«La SPAC a pris connaissance, le 19 de ce mois, du début des envois de courriers électroniques pour appeler les pilotes de TAP SA aux réunions du service des ressources humaines (RH)», commence par faire référence au syndicat dans un communiqué adressé aux médias. c’est-à-dire les appels qui sont envoyés aux pilotes sélectionnés pour se voir proposer des mesures de restructuration, telles que des licenciements d’un commun accord ou des préretraites.

Selon le syndicat des pilotes, les RH envoient des appels tous les jours depuis lors.

« Au lieu d’avoir informé tous les pilotes en même temps, ils le font petit à petit, générant anxiété, malaise et détresse chez tous les pilotes », a souligné le SPAC.

Selon les représentants des pilotes de la TAP, «cette situation constitue un scénario de sécurité de vol très grave», puisque ces professionnels «volent dans des conditions de travail et de stress mental, ne sachant pas si à leur arrivée du prochain vol ils auront un notification pour convoquer une réunion où ils seront «invités» à accepter des mesures volontaires pour quitter l’entreprise ».

Le syndicat a accusé les RH de la compagnie aérienne de «manque de sensibilité», ce qui est «très préoccupant».

«La SPAC rejette fermement ce comportement de la TAP et de son service RH, qui génère une pression psychologique intolérable et un climat de travail totalement inacceptable et harcelant», a-t-il conclu.

La deuxième phase des mesures volontaires de la TAP, qui s’est déroulée entre le 11 et le 16 avril, a eu 122 adhésions confirmées, selon une note interne envoyée aux employés, à laquelle Lusa avait accès.

Auparavant, lors de la première phase de candidatures, qui se déroulait entre le 11 février et le 24 mars, «sur les 690 adhésions précédemment signalées, 669 ont été réalisées, avec un impact sur le redimensionnement d’environ 630 emplois», a rappelé le transporteur, au même missive.

Selon les données du transporteur, «le total de 791 adhésions aux mesures volontaires représente un redimensionnement d’environ 730 emplois, avec environ 25 demandes encore en cours d’analyse».

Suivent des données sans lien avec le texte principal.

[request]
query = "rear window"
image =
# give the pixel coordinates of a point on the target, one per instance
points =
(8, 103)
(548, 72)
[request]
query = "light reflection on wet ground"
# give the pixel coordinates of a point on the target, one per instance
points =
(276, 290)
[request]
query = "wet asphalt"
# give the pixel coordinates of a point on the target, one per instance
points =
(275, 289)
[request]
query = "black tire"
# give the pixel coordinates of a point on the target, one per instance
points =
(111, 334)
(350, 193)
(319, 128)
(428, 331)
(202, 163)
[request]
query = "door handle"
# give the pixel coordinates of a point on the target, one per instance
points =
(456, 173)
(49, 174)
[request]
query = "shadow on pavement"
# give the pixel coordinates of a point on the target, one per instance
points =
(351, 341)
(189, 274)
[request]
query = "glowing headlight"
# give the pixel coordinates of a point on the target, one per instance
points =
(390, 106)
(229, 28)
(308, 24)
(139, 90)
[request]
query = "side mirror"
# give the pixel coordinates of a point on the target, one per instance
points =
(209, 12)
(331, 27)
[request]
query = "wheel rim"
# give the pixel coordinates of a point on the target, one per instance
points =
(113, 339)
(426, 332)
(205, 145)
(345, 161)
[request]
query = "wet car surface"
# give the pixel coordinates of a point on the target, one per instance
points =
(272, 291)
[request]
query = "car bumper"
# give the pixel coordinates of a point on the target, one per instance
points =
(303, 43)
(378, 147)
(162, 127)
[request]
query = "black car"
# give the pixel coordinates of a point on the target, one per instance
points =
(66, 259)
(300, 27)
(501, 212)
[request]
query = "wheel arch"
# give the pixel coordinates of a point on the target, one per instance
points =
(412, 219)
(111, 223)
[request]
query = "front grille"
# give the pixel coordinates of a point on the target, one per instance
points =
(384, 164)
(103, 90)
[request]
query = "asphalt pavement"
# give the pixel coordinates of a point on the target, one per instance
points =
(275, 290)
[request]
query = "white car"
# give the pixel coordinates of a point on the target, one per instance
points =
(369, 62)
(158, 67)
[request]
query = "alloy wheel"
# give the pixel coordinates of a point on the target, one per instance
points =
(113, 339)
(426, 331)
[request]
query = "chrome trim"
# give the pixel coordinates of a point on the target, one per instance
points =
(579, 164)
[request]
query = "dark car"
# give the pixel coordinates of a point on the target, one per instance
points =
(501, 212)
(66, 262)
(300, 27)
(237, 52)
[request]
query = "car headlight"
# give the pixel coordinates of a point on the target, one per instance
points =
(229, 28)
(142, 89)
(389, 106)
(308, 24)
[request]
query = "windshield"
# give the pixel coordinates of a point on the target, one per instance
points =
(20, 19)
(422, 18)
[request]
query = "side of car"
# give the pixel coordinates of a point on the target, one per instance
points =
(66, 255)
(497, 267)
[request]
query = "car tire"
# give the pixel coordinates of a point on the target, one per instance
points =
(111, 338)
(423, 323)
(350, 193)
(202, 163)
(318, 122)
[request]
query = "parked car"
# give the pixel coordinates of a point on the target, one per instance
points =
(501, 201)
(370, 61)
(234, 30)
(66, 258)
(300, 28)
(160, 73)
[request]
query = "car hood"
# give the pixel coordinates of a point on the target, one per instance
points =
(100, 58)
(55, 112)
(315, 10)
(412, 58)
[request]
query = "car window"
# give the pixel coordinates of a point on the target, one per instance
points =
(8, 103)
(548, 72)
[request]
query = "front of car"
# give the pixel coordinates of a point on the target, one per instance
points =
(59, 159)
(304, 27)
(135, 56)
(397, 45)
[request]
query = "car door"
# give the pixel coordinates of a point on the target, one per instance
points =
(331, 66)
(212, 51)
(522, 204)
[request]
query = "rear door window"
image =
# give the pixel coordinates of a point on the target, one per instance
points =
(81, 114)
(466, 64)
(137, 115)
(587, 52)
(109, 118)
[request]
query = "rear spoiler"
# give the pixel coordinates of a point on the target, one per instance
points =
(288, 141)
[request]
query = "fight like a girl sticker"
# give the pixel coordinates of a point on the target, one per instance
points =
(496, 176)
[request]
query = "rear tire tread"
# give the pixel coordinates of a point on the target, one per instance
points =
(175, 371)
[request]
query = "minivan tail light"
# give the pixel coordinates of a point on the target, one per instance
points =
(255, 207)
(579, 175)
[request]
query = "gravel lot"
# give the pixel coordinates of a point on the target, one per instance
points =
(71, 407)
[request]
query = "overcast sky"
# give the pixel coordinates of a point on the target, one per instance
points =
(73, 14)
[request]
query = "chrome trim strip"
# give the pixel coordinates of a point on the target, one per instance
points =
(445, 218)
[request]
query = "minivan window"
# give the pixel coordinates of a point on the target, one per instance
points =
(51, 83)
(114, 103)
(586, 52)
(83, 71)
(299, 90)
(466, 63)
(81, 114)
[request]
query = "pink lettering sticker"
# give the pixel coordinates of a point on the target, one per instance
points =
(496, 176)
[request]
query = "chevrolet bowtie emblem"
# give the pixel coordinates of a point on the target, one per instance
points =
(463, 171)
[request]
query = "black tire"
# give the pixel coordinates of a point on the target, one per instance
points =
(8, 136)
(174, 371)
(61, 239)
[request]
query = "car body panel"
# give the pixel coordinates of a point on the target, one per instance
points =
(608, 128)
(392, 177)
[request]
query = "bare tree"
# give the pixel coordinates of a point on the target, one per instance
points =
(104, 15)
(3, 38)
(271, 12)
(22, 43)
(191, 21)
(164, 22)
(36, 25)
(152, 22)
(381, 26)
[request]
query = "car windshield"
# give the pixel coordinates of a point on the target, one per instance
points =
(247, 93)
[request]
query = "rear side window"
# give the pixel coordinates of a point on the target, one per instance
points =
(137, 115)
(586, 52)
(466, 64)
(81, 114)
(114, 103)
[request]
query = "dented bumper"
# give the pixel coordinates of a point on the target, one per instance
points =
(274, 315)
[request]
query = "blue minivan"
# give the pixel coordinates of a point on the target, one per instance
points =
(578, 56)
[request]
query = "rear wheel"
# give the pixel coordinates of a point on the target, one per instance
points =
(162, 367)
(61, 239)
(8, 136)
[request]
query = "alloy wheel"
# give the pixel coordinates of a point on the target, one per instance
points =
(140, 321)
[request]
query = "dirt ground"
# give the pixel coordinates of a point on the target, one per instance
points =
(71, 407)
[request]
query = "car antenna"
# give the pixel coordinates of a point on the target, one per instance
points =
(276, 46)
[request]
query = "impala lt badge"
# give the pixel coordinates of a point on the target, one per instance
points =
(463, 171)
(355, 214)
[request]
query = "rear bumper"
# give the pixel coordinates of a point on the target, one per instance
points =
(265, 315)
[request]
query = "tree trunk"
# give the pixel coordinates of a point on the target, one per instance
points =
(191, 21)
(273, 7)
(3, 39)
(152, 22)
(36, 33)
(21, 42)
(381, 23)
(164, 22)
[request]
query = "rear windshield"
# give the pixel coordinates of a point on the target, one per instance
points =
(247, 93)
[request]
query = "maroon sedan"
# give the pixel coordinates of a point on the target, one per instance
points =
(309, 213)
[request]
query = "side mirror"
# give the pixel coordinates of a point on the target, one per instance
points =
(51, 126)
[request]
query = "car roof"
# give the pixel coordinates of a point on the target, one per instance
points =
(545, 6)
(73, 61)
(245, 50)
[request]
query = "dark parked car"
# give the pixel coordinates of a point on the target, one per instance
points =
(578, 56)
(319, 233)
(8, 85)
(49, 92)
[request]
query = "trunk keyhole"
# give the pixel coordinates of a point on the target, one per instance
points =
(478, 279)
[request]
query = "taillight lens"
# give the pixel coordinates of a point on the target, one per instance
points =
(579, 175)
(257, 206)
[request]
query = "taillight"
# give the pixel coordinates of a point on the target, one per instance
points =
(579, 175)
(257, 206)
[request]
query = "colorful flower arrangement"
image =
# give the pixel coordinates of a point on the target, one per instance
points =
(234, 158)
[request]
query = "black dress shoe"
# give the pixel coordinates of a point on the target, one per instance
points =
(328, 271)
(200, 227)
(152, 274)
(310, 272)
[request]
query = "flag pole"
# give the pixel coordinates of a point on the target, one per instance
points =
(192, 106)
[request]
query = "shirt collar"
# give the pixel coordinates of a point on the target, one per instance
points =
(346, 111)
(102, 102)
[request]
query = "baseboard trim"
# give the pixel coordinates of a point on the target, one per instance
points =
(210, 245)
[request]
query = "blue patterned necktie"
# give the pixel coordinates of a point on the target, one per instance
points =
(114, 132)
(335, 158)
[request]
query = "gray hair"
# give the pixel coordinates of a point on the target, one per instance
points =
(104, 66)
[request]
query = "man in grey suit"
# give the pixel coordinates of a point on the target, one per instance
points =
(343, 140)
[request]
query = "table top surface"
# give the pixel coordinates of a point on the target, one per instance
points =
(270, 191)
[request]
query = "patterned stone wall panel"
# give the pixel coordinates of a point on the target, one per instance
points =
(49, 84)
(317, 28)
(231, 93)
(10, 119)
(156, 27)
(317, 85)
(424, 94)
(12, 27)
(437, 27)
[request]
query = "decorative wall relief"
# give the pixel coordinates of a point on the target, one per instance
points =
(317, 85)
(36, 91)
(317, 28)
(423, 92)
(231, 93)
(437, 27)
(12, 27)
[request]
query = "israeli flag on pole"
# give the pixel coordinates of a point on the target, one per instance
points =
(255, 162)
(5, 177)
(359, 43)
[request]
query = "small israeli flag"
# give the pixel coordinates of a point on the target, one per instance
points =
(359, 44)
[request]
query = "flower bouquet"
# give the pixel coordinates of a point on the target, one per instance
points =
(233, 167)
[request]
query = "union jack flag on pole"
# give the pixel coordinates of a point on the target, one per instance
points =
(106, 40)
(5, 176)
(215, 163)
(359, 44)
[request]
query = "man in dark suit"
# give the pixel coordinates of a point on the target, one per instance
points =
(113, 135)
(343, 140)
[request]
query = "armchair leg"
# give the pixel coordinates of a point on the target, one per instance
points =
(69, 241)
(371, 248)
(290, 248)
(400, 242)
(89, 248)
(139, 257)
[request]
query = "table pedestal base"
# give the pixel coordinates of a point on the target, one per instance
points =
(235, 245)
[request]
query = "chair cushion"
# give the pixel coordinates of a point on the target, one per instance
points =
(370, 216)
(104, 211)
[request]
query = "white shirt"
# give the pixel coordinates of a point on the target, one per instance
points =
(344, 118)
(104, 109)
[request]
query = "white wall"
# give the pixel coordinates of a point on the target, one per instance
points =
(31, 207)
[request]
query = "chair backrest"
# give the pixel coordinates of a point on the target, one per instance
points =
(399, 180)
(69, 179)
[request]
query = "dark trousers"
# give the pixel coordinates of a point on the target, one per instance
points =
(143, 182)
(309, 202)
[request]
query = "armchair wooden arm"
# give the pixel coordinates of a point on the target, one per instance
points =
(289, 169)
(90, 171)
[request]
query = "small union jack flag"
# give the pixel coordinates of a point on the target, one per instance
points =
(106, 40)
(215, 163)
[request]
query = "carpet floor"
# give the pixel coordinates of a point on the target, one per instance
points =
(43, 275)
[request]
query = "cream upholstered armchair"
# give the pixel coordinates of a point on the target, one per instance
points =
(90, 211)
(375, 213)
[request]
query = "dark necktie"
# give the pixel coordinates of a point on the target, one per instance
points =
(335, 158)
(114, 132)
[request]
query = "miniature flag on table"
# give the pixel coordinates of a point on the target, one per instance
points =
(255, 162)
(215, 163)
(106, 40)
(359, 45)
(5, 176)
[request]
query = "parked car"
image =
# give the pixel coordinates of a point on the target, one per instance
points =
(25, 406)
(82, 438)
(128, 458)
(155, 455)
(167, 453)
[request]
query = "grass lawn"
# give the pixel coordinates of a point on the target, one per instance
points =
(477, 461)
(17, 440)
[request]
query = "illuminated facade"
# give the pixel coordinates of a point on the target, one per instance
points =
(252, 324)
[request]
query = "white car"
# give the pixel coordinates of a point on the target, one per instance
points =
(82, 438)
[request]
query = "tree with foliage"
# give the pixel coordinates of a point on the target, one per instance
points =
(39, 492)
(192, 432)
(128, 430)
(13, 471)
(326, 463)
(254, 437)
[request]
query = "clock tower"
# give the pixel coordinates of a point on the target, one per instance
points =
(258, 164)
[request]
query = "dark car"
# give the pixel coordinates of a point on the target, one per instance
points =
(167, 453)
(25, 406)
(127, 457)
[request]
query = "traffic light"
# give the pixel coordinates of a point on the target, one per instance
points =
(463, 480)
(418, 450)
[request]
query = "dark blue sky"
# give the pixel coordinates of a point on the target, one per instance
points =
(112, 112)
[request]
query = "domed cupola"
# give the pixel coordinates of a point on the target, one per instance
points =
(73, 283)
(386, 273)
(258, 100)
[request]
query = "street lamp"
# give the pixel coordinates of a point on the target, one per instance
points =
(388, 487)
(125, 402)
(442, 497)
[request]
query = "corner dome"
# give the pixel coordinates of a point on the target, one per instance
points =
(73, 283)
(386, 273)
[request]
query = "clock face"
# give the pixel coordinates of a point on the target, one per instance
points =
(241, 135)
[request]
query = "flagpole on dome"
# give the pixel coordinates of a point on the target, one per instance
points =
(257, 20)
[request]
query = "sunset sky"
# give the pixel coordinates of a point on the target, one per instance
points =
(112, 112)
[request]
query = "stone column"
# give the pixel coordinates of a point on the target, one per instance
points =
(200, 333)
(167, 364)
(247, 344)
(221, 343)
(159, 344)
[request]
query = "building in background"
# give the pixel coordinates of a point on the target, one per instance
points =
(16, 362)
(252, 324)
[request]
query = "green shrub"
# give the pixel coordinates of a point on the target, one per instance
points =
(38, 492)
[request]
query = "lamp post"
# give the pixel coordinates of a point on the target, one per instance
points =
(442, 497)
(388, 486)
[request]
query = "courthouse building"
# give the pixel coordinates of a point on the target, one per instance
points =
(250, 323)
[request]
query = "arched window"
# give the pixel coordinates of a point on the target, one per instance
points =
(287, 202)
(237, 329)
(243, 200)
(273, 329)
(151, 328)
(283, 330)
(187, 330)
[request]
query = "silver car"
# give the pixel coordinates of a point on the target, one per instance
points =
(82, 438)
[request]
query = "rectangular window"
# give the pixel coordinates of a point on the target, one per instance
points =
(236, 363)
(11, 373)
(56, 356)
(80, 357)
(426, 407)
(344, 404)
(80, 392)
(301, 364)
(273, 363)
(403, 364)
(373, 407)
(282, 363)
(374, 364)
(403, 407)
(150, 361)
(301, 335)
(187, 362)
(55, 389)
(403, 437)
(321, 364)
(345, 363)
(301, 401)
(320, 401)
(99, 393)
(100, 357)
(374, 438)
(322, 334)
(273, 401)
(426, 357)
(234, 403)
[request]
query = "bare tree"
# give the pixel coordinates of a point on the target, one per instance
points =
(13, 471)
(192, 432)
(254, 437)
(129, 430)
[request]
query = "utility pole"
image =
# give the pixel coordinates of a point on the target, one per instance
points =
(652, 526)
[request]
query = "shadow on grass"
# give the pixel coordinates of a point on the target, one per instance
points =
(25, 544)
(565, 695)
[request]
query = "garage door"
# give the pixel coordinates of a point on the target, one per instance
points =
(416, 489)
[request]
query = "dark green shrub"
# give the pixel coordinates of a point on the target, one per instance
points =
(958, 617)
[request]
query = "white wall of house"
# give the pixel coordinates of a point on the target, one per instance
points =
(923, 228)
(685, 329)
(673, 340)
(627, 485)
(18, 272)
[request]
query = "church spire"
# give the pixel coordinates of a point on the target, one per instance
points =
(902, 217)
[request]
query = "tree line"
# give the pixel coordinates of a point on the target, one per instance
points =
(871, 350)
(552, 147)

La TAP ajoute également à ces 730 «la préservation de jusqu’à 750 emplois résultant des mesures mises en œuvre dans le cadre des accords d’urgence conclus» avec les syndicats.

En outre, « le programme de candidatures volontaires au Portugal compte actuellement 47 adhésions en cours d’analyse, pour environ 150 postes vacants disponibles », a déclaré la société.

Le programme de mesures volontaires et la mise en œuvre des accords d’urgence permettent «de réduire le nombre initial de redimensionnement, inscrit dans le plan de restructuration approuvé par la Commission européenne, d’environ 2000 à un nombre compris entre 435 et 500 travailleurs, à ce jour et en attente confirmation de ce qui précède », a déclaré TAP.

La société a également ajouté qu ‘«une phase de tenue de réunions individuelles avec les travailleurs identifiés est actuellement en cours, conformément aux critères déjà divulgués, avec laquelle une nouvelle et dernière vague de licenciements sera initiée d’un commun accord, des réformes et des pré-réformes, avec le maintien des mêmes conditions précédemment offertes à tous les travailleurs, et des applications pour le PGA ».

Selon la compagnie aérienne, «ce processus est absolument essentiel pour assurer un avenir viable et durable à TAP, garantissant, selon le plan de restructuration livré à DGComp et les prévisions connues à ce jour, un nombre estimé à environ 8 100 emplois dans le groupe TAP. Dont 6 600 en TAP SA ».